Pubblicato: 04/06/2026 14:18

È morta Rita Benini, la madre di Eleonora Bottaro, la ragazza padovana deceduta nel 2016 a soli 18 anni dopo aver rifiutato le cure contro una leucemia. La donna si è spenta a dieci anni dalla vicenda che aveva scosso l’opinione pubblica italiana e che aveva portato alla condanna definitiva dei genitori per omicidio colposo.

Secondo quanto riferito dal marito Lino Bottaro, Rita Benini era malata di un tumore alla lingua ma avrebbe scelto di non sottoporsi alla chemioterapia. Una decisione che richiama inevitabilmente quanto accaduto anni prima alla figlia Eleonora, morta dopo aver rinunciato alle terapie oncologiche tradizionali.

La storia di Eleonora Bottaro risale al 2016. Alla giovane era stata diagnosticata una leucemia linfoblastica acuta, una malattia per la quale, secondo i medici, le possibilità di guarigione erano elevate, attorno all’80% grazie alle cure disponibili.

I genitori, seguaci del cosiddetto metodo Hamer, si opposero però ai trattamenti convenzionali. La ragazza venne curata esclusivamente con percorsi alternativi, tra cui cortisone, agopuntura e vitamina C, senza sottoporsi alla chemioterapia indicata dagli specialisti.

Dopo la morte della 18enne, la magistratura avviò un’inchiesta per accertare le responsabilità dei familiari. Gli inquirenti sostennero che la giovane fosse stata influenzata nelle proprie scelte terapeutiche dai genitori.

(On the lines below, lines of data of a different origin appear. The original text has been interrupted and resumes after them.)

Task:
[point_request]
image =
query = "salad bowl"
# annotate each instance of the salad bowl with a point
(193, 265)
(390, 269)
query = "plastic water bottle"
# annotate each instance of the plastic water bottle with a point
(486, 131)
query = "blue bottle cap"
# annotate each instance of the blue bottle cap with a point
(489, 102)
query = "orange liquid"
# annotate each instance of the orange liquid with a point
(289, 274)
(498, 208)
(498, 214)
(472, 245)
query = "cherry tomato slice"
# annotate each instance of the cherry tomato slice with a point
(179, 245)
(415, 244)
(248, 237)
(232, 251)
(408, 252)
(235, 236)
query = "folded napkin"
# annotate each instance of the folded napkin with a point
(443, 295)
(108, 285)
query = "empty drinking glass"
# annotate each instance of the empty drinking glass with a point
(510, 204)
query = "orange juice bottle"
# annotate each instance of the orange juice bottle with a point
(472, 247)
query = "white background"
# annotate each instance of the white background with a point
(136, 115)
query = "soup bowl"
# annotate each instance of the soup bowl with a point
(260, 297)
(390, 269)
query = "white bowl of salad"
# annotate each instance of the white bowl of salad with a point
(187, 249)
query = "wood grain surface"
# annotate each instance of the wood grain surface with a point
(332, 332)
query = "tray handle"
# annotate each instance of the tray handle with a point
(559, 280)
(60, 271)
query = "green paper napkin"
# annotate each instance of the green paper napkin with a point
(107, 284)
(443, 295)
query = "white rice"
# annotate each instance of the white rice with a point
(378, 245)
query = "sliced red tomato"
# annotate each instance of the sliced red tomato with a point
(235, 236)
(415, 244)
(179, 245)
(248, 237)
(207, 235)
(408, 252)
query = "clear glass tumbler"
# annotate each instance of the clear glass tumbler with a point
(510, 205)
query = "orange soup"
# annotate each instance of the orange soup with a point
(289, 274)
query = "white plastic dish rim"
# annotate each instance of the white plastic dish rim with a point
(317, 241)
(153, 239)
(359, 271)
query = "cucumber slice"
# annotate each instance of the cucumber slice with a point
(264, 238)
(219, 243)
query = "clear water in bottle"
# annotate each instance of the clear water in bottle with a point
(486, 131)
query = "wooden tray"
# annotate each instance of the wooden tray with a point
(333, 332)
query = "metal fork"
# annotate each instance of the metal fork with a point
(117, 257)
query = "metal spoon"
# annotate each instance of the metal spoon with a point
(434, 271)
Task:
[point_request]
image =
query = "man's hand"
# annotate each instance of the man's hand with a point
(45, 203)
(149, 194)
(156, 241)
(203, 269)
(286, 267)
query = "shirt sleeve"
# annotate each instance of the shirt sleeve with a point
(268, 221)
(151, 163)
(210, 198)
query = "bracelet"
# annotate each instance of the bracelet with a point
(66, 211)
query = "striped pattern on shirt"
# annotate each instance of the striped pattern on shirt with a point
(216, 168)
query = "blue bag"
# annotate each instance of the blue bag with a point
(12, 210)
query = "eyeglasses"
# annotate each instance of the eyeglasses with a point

Lino Bottaro e Rita Benini furono quindi processati e condannati in via definitiva a due anni di reclusione per omicidio colposo. Per i giudici, i due avrebbero contribuito a indirizzare la figlia verso il rifiuto delle cure salvavita.

Commentando la morte della moglie, Bottaro ha ribadito la propria posizione sulla vicenda giudiziaria, sostenendo che la famiglia sia stata vittima di un’ingiustizia e criticando sia il sistema sanitario sia il racconto mediatico che accompagnò il caso.

Le sue dichiarazioni riaprono una ferita mai completamente rimarginata, legata a uno dei casi più discussi in Italia sul rapporto tra libertà di cura, responsabilità genitoriale e medicina alternativa.

Con la scomparsa di Rita Benini torna così d’attualità una vicenda che segnò profondamente il dibattito pubblico e giudiziario sul rifiuto delle terapie oncologiche e sulle conseguenze delle scelte sanitarie compiute all’interno della famiglia.